June 27, 2003

Middle School Researchers Go Back in Time

Sweetwater students learn how to investigate the past

Seventh graders are getting ready for the rigors of high school—and even college—by learning about the day, the month and the year in which they were born. These students are being taught the steps of research through the “I Search” process, brought to life by the year-long federal Improving Literacy Through School Libraries grant.

All Sweetwater middle schools are incorporating the I Search program into their library services. Librarians and teachers work together as a team to take students step by step through the research process, from brainstorming the idea to putting the finishing touches on a presentation. All district middle school librarians—and a few from high school—were trained in the research procedures associated with “I Search.” Before, students used to head right for the Internet or the encyclopedia to look up a topic, now they know how to incorporate many sources into their research—including how to filter the information they can get from the World Wide Web.
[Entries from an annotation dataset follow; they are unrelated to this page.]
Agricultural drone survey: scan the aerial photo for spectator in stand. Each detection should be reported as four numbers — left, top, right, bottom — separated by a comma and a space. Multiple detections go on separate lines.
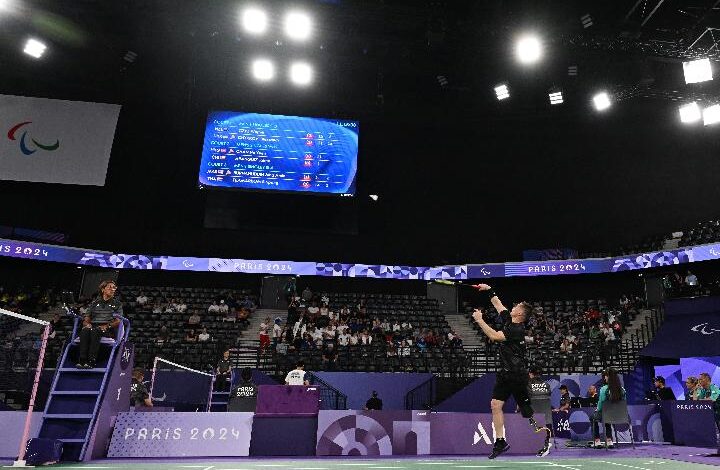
215, 351, 230, 392
322, 343, 337, 371
360, 330, 372, 345
239, 295, 257, 313
308, 302, 320, 321
697, 372, 720, 401
600, 323, 615, 343
525, 328, 535, 344
338, 331, 350, 346
155, 326, 170, 344
560, 338, 573, 354
188, 310, 200, 325
685, 376, 700, 401
302, 286, 312, 302
185, 329, 197, 343
350, 333, 360, 346
587, 385, 599, 406
655, 377, 676, 400
48, 313, 62, 339
198, 328, 210, 343
365, 390, 382, 411
553, 385, 570, 413
259, 317, 270, 351
273, 317, 283, 348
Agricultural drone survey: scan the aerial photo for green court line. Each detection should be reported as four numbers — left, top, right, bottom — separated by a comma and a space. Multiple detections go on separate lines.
47, 456, 714, 470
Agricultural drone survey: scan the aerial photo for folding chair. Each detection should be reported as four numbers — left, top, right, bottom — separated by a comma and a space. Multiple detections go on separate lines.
530, 397, 558, 449
602, 400, 635, 450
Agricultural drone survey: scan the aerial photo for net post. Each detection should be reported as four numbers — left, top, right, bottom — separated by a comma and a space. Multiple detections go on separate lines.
207, 374, 215, 413
13, 323, 50, 467
150, 356, 158, 399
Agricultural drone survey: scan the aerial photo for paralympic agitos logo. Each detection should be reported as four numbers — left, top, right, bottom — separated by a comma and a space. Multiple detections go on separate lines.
8, 121, 60, 155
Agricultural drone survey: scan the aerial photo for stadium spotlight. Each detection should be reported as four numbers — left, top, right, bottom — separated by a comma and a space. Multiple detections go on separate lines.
683, 58, 712, 83
703, 104, 720, 126
548, 90, 563, 104
252, 59, 275, 82
680, 101, 702, 124
495, 85, 510, 101
515, 36, 542, 64
290, 62, 313, 86
23, 38, 47, 59
285, 11, 312, 41
242, 8, 267, 34
593, 91, 612, 111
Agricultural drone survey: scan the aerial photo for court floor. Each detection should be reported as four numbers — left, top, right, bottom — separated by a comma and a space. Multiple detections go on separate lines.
46, 456, 720, 470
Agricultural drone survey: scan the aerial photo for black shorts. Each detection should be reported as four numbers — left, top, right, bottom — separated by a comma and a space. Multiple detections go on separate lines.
493, 372, 530, 405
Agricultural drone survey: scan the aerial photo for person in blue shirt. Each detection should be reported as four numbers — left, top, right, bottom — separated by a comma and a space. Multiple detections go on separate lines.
592, 368, 625, 449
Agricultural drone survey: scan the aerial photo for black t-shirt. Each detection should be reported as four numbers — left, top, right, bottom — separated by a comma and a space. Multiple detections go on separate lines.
87, 296, 123, 324
657, 387, 676, 400
499, 310, 527, 375
130, 379, 150, 406
365, 397, 382, 410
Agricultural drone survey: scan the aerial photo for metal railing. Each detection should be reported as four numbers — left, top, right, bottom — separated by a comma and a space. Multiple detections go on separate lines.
310, 374, 347, 410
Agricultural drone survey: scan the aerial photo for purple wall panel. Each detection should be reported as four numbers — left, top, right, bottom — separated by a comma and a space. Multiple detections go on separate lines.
315, 372, 432, 410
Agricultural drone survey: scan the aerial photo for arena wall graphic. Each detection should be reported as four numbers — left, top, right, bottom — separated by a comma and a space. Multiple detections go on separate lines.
0, 239, 708, 280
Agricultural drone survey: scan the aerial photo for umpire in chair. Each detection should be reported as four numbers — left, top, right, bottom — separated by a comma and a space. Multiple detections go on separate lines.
76, 281, 123, 369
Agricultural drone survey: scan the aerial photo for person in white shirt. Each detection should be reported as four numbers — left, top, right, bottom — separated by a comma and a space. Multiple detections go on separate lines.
360, 331, 372, 344
273, 318, 283, 347
285, 361, 310, 386
198, 328, 210, 341
135, 292, 148, 305
188, 312, 200, 325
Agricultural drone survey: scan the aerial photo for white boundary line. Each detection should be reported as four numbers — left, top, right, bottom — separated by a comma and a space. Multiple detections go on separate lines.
157, 356, 213, 377
0, 308, 50, 325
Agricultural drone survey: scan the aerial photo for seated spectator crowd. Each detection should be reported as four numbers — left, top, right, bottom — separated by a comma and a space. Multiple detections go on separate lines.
268, 288, 462, 371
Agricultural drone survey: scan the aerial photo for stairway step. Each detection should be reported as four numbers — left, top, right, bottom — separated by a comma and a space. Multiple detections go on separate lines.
43, 414, 92, 420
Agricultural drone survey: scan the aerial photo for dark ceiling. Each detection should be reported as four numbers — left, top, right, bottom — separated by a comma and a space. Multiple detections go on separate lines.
0, 0, 720, 264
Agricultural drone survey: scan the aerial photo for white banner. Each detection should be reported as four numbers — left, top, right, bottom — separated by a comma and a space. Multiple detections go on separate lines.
0, 95, 120, 186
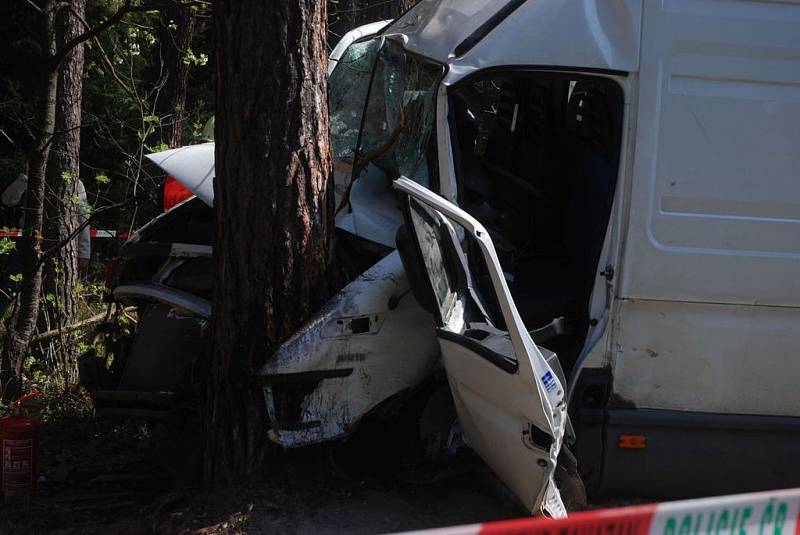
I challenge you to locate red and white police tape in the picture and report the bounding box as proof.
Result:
[398,489,800,535]
[0,228,131,240]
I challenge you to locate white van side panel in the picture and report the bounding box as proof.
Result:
[621,0,800,306]
[613,300,800,416]
[611,0,800,416]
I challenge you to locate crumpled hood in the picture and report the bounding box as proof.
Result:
[145,143,216,206]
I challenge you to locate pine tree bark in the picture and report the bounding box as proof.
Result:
[43,0,86,352]
[0,0,58,400]
[205,0,334,482]
[158,2,196,148]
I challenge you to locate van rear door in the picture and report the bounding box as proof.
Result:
[395,178,567,517]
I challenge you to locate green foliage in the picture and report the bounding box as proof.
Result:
[0,238,17,255]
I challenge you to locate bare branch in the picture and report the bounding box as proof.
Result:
[50,0,210,69]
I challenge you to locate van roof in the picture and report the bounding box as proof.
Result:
[384,0,642,83]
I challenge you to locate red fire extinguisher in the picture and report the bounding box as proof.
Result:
[0,392,39,496]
Said Sweetwater Board President Arlie Ricasa, “It’s never too early for students to learn how to perform research and then reflect on the process. With this process, they are motivated to dig further for information and are encouraged by their own success.”
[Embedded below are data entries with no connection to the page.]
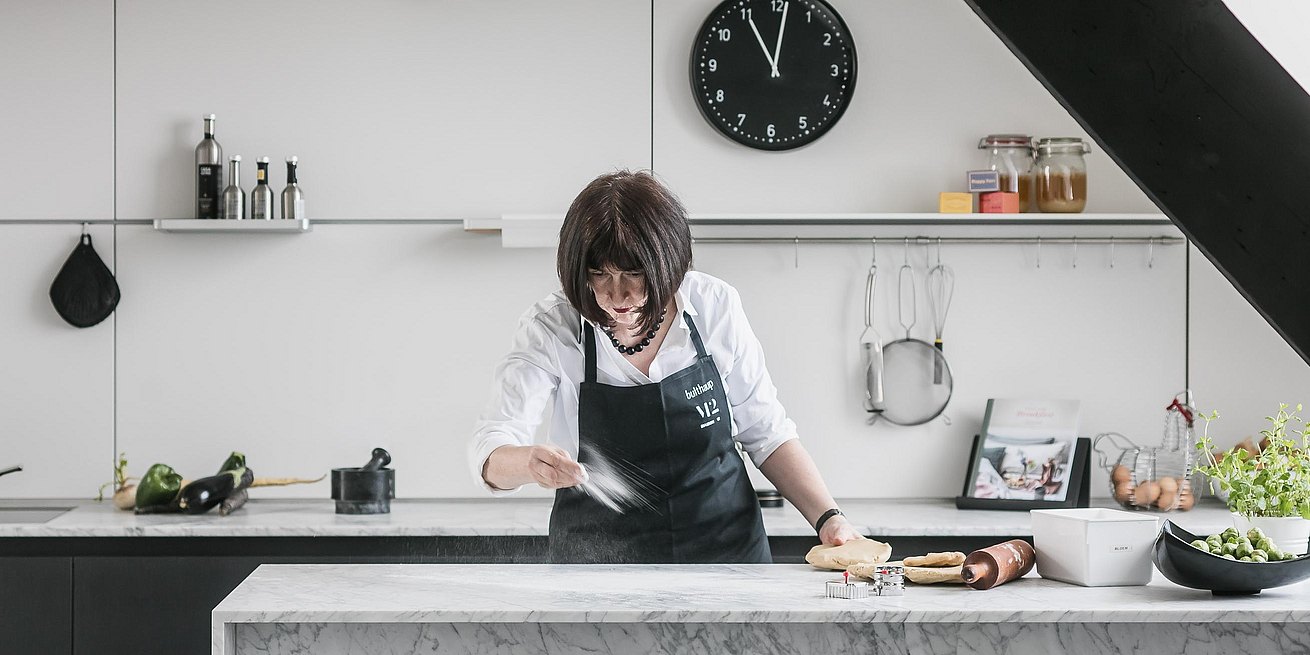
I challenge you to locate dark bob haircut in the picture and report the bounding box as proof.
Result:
[555,170,692,331]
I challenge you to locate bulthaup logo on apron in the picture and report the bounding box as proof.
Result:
[683,380,723,430]
[683,380,714,400]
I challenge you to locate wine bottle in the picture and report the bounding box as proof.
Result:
[250,157,272,220]
[282,156,305,220]
[195,114,223,219]
[223,155,245,220]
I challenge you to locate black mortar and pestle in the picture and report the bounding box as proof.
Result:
[331,448,396,514]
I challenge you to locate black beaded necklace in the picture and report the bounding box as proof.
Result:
[601,308,668,355]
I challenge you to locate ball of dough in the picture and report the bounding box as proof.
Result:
[1133,479,1159,507]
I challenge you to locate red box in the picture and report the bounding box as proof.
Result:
[979,191,1019,214]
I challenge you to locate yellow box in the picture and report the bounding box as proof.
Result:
[937,191,973,214]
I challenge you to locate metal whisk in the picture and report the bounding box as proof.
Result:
[927,237,955,384]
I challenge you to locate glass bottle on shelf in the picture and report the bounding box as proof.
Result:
[979,134,1032,212]
[195,114,223,219]
[1036,136,1090,214]
[282,156,305,220]
[223,155,245,220]
[250,157,272,220]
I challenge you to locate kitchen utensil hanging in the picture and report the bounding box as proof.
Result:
[927,237,955,384]
[870,238,955,426]
[859,238,887,415]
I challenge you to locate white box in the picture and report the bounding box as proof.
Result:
[1028,507,1159,587]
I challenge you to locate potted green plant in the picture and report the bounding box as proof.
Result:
[1196,405,1310,555]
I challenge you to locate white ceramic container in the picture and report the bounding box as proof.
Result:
[1028,507,1159,587]
[1233,514,1310,555]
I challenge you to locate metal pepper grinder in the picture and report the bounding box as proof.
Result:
[331,448,396,514]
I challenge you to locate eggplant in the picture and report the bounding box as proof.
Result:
[177,466,244,514]
[219,489,250,516]
[219,451,245,473]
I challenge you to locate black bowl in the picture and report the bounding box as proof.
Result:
[1154,520,1310,596]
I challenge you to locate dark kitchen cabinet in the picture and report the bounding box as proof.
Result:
[0,557,73,655]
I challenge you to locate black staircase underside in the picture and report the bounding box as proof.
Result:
[965,0,1310,362]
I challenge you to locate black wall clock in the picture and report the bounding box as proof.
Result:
[690,0,855,151]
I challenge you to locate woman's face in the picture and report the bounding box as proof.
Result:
[587,266,646,329]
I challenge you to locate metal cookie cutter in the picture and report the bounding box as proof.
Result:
[874,565,905,596]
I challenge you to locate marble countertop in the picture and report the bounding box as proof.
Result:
[212,565,1310,623]
[0,498,1233,538]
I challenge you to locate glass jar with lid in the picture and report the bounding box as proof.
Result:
[979,134,1032,212]
[1036,136,1090,214]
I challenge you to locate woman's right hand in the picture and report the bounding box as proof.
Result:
[525,445,587,489]
[482,445,587,490]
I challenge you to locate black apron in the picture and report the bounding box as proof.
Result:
[550,312,773,563]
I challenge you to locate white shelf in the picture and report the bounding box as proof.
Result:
[464,212,1176,248]
[155,219,309,233]
[686,212,1171,225]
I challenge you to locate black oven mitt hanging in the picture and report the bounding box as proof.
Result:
[50,234,121,328]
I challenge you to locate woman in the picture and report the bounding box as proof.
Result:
[470,172,862,563]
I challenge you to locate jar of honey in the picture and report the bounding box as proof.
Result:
[979,134,1032,212]
[1035,136,1090,214]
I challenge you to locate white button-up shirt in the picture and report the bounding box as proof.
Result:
[469,271,796,495]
A Helping Hand. Bonita Vista Middle teacher Stephanie Yang gives a student some research guidance.

Teachers are using I Search in many ways. After seventh graders get their feet wet by learning about the time in which they were born, they can use the tools they have learned with other topics. World cultures students, after reading Samurai’s Tale by Erik Christian Hauguard, have spent hours learning about the warriors and Japanese tea ceremonies. Even other content area classes are getting in on the research action by incorporating some or all of the steps in their projects.

Students are learning the value of library resources that are often overlooked. They are learning how to best use almanacs for research and are understanding the value of indices and tables of contents—and that books cannot be judged by their titles alone. And middle school youth are learning that organization goes hand-in-hand with good research. Students were given bright orange folders to contain their notes and drafts. Months and months later, you can see the folders peeking out of their bags and arms as they stream in and out of the library.

“It helped prepare us for future research projects,” commented Bonita Vista Middle seventh grader Misa Howell. The level of research expected of secondary school students increases incrementally each year, and every tool students can be given to do in-depth, accurate investigation will help them in the long run.

Learning hasn’t stopped with the students, though. Teachers and librarians are learning more effective ways of communicating with each other and everyone is learning just how important libraries are to the entire education process.

Bonita Vista Middle librarian Barbara Wymer is thrilled with progress of the students, teachers and the librarians. “Librarians were somewhat isolated before. This grant has impacted everyone involved—librarians, teachers and students—in amazing ways.”

Wymer is so impressed with the enthusiasm she has seen in the students that she is planning a parent event for the fall associated with the grant. But instead of a simple evening where parents see their children’s work and have punch and cookies, she intends to put them to work. Parents will learn how to research the day, month and year when they were born—and write about it.